Kwee In Liang sudah kenal kepada perwira tua ini, karena dia ini adalah Ma Ing, seorang yang terkenal sekali karena memiliki kepandaian tinggi dan menjadi salah seorang diantara para perwira terkemuka di istana.

Diam-diam orang she Kwee ini merasa terkejut sekali karena ia maklum bahwa pihak musuh sangat kuat dengan adanya Ma Ing ini. Akan tetapi ia dapat menetapkan hatinya dan cepat-cepat maju menyambut sambil menjura memberi hormat,

“Ngo-wi yang mulia, silakan duduk di dalam.”

Boan Sip sambil tertawa menyeringai mendahului masuk diikuti oleh kawan-kawannya. Mereka berlima masuk ke ruang itu sambil mengangkat dada dan dengan tindakan kaki lebar, sama sekali tidak memandang mata kepada sekalian yang hadir. Boan Sip langsung menghampiri Lin Lin yang masih berdiri ditengah ruang tempat bermain silat dan sambil menyeringai ia berkata,

“Kwee-siocia, ilmu silatmu tadi sungguh-sungguh indah dipandang dan manis sekali!”

Lin Lin memandang dengan mata melotot dan gadis ini marah sekali karena teringat betapa beberapa hari yang lalu ia telah tertangkap oleh orang she Boan ini dan hampir saja diculik pergi! Hampir saja ia tak dapat menahan kesabaran hatinya dan memaki atau menyerangnya akan tetapi pada saat itu dari luar terdengar suara yang nyaring,

“Ie-ie!!”

Lin Lin cepat menengok dan melihat Cin Hai, diikuti oleh seorang gadis cantik jelita berbaju merah.
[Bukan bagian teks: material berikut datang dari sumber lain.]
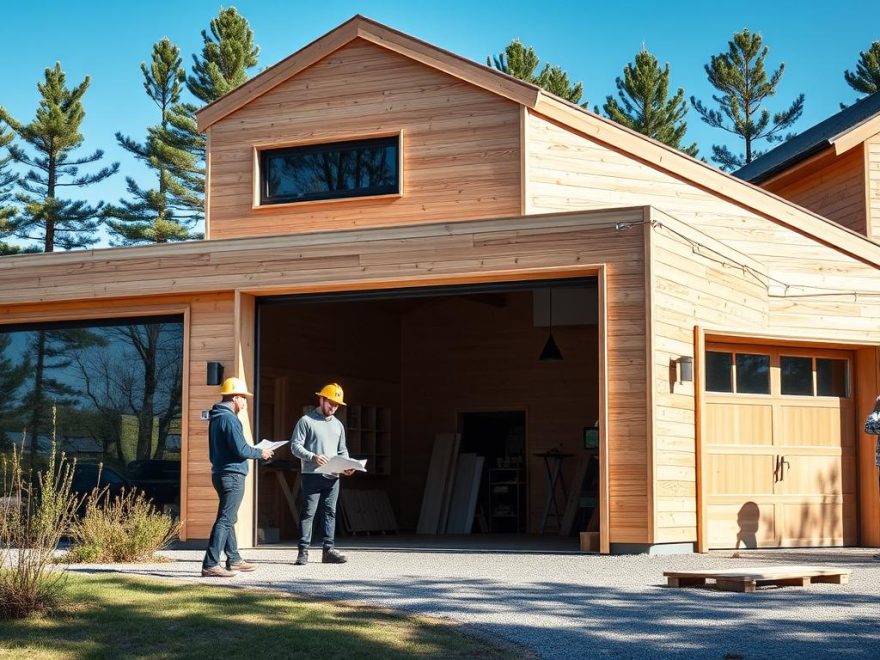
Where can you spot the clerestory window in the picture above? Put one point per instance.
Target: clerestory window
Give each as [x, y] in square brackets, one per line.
[355, 168]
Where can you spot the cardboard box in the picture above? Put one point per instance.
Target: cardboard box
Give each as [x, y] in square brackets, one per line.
[268, 535]
[589, 541]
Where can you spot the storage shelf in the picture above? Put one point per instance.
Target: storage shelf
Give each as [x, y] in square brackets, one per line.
[367, 434]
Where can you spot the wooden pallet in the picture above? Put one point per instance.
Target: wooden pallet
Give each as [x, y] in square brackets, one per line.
[747, 580]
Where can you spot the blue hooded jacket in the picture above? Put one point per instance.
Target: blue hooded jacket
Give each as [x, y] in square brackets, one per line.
[228, 449]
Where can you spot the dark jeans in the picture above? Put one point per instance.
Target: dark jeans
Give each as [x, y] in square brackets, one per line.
[319, 496]
[230, 488]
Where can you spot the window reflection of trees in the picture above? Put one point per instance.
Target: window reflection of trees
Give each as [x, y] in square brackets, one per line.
[299, 175]
[116, 389]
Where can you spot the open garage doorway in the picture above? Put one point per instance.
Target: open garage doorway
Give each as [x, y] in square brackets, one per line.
[454, 399]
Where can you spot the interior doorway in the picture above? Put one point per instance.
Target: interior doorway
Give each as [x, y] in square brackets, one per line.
[500, 438]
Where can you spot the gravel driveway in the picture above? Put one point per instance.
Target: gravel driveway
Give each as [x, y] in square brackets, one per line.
[562, 604]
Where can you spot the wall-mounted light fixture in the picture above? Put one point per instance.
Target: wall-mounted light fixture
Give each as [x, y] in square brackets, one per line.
[551, 352]
[215, 373]
[685, 369]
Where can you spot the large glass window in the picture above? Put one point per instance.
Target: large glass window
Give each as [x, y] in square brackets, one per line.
[796, 375]
[329, 171]
[108, 391]
[832, 377]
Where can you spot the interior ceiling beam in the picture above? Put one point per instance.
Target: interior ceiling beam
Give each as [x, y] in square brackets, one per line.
[493, 299]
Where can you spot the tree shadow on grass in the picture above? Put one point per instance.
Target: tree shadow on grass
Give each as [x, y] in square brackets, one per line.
[119, 617]
[558, 619]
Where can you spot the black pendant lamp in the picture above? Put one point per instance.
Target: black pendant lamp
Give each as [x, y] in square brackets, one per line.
[551, 352]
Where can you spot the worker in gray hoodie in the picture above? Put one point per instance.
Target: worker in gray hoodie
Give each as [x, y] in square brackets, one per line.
[230, 453]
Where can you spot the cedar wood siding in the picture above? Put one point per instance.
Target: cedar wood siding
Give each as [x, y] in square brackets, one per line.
[461, 145]
[567, 171]
[836, 191]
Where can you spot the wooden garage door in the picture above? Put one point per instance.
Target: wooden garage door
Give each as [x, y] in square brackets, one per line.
[779, 447]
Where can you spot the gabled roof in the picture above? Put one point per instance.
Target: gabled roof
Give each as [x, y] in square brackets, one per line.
[360, 27]
[573, 117]
[842, 131]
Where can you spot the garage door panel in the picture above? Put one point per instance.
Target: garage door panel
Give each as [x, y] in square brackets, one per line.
[803, 425]
[817, 475]
[739, 424]
[780, 470]
[746, 524]
[740, 474]
[817, 524]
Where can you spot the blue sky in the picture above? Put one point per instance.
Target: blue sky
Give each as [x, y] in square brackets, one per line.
[592, 41]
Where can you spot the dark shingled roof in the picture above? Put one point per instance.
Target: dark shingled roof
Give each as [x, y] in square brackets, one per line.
[810, 141]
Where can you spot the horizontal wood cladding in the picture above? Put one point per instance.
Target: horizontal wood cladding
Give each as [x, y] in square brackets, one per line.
[733, 270]
[836, 191]
[487, 250]
[872, 183]
[460, 144]
[209, 339]
[813, 288]
[321, 261]
[689, 287]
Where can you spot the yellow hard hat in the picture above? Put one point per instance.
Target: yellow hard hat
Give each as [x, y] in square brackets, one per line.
[332, 392]
[234, 386]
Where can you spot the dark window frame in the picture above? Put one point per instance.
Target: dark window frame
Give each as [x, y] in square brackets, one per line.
[385, 141]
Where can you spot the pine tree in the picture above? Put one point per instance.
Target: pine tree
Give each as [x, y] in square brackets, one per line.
[645, 105]
[7, 179]
[521, 62]
[54, 135]
[741, 79]
[866, 78]
[165, 213]
[227, 53]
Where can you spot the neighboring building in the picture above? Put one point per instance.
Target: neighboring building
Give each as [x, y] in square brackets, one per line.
[415, 226]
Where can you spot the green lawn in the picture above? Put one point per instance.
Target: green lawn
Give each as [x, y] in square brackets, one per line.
[119, 617]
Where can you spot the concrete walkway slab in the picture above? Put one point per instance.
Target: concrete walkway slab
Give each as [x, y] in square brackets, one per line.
[563, 604]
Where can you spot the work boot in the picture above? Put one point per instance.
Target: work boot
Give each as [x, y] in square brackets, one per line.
[216, 571]
[333, 556]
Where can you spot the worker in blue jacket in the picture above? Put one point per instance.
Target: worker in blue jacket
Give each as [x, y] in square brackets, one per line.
[229, 453]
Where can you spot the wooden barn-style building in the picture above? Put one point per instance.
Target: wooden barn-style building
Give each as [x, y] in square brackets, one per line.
[388, 215]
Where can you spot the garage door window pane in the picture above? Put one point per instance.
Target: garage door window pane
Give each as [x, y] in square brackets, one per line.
[832, 377]
[752, 374]
[718, 372]
[797, 375]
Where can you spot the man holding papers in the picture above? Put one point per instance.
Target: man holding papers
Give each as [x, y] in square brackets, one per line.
[317, 438]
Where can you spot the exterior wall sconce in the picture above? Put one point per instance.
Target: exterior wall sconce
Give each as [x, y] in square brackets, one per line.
[685, 369]
[215, 373]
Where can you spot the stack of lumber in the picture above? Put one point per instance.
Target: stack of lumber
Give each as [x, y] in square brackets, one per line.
[451, 488]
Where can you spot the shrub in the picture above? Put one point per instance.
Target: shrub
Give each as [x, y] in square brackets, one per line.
[35, 511]
[127, 528]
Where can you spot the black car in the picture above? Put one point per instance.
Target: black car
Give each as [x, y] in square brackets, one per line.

Cin Hai langsung berlari menghampiri Loan Nio atau Nyonya Kwee yang duduk di bagian tamu wanita. Loan Nio yang belum diberitahu oleh suaminya tentang perjumpaannya dengan Cin Hai, berdiri memandang dengan mata terbelalak kepada pemuda tampan yang menghampirinya, Cin Hai menjatuhkan diri berlutut sambil berkata,

“Ie-ie, aku Cin Hai menghadap. Apakah selama ini Ie-ie baik-baik saja?”

“Cin Hai, kaukah ini?”

Loan Nio menubruk dan mengangkat bangun anak itu, sementara tak tertahan lagi air matanya mengucur keluar dari kedua matanya.

Cin Hai juga mengeluarkan air mata dari kedua matanya karena terharu dan girang. Kemudian ia memperkenalkan Ang I Niocu kepada ie-ienya.
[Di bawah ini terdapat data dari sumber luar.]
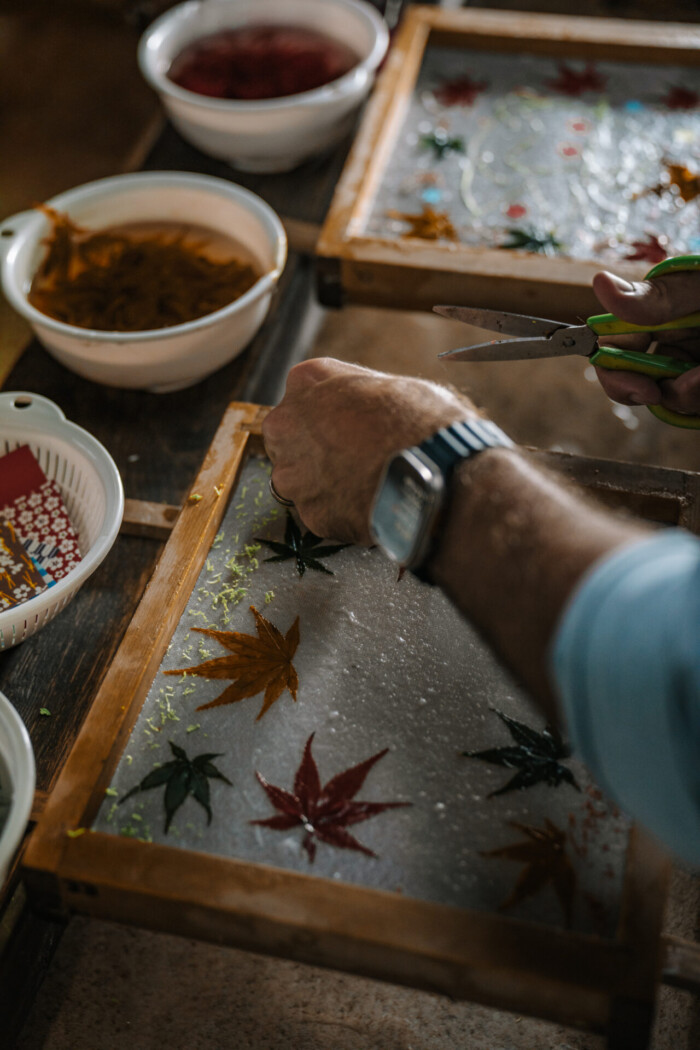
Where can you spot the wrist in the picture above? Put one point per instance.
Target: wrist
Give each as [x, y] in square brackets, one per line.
[414, 494]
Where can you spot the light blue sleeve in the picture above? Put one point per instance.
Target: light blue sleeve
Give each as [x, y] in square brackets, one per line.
[627, 663]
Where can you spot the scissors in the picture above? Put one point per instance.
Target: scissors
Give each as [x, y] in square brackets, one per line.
[536, 337]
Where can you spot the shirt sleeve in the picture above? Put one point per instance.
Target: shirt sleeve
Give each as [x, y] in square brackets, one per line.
[626, 658]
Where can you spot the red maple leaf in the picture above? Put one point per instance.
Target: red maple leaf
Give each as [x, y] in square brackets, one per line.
[461, 91]
[575, 82]
[324, 813]
[681, 98]
[650, 250]
[545, 863]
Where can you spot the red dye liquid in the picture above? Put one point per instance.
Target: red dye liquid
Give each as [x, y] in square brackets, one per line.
[261, 62]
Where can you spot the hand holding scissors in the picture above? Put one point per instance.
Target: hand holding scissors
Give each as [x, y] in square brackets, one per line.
[536, 337]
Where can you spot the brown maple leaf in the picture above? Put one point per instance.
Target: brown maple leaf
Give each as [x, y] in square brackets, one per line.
[546, 861]
[651, 250]
[430, 225]
[256, 664]
[324, 813]
[460, 91]
[574, 82]
[681, 98]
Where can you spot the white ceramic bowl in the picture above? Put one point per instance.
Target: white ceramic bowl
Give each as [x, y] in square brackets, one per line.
[270, 134]
[91, 490]
[164, 359]
[17, 782]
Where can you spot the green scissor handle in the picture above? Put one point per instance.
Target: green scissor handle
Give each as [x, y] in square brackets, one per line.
[655, 365]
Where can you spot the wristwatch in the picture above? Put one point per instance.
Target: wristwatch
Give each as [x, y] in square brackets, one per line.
[411, 495]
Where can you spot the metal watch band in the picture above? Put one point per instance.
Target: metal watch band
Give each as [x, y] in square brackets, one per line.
[449, 446]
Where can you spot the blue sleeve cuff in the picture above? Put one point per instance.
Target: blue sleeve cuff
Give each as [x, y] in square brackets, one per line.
[626, 660]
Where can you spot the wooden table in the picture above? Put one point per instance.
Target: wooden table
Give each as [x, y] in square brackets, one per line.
[157, 442]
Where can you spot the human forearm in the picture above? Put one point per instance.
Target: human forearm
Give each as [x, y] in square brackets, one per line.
[514, 544]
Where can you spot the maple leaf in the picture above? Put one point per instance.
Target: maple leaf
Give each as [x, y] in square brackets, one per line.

“Ie-ie, ini adalah Nona Kang Im Giok yang sangat berbudi dan telah banyak menolongku.”

Loan Nio memandang Ang I Niocu dengan kagum dan mempersilakan gadis itu duduk di bagian tamu wanita. Ketika bertemu dengan Biauw Suthai lalu berkata,

“Eh, tidak tahunya Ang I Niocu yang datang. Silakan, silakan, aku masih ingat akan pertolonganmu di gua dulu itu!”
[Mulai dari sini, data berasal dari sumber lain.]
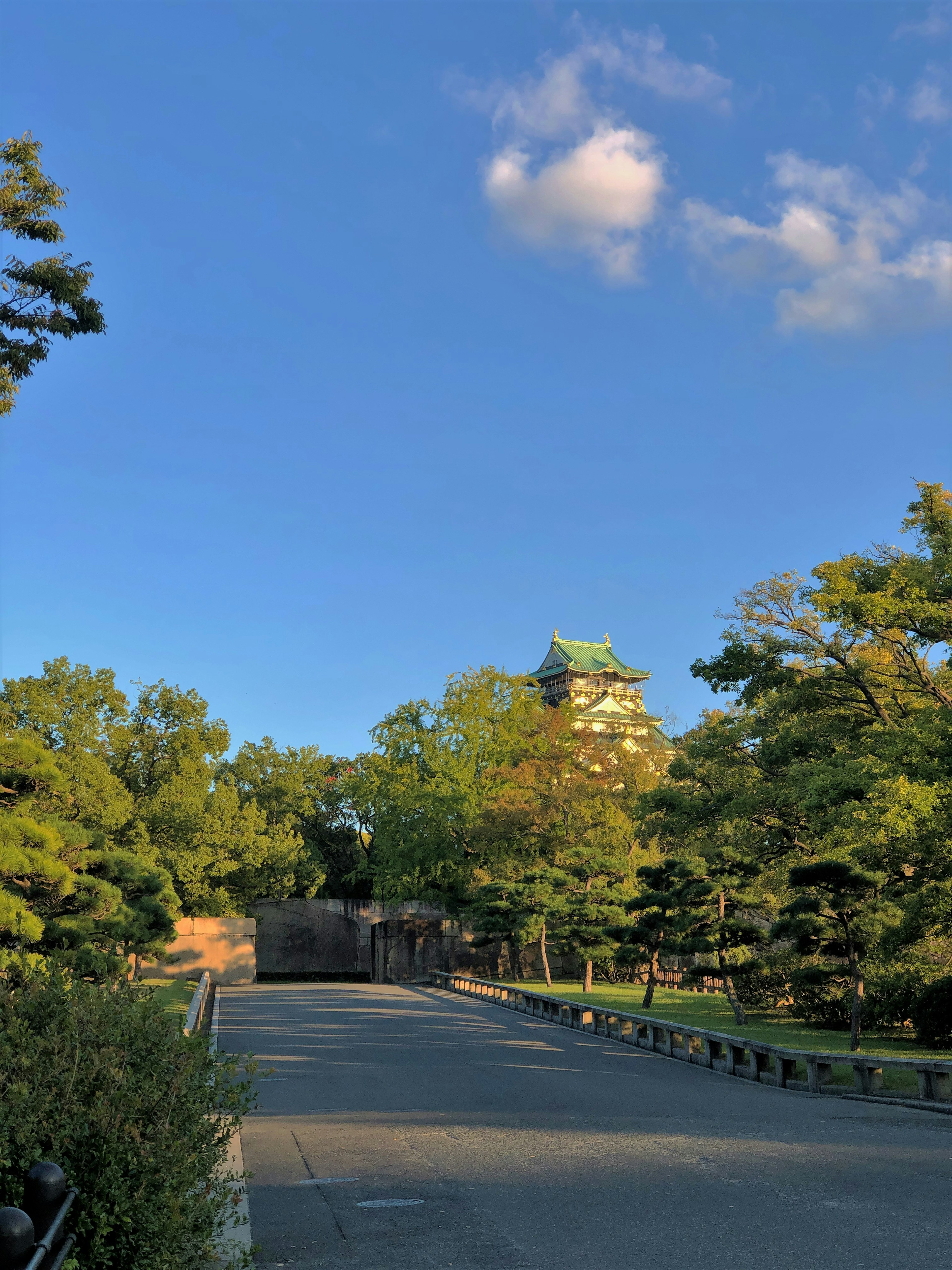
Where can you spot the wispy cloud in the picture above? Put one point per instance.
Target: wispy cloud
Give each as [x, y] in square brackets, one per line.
[845, 257]
[928, 102]
[573, 175]
[933, 26]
Dengan ramah Biauw Suthai memperkenalkan Ang I Niocu kepada Pek I Toanio dan mereka segera bercakap-cakap dengan gembira. Sementara itu, Lin Lin juga lari menghampiri mereka dan diperkenalkan dengan Ang I Niocu, sedangkan Cin Hai lalu menghampiri ie-thionya untuk memberi hormat dan mengnaturkan selamat. Dengan ramah Kwee In Liang lalu menyuruh pemuda itu duduk di tempat tamu.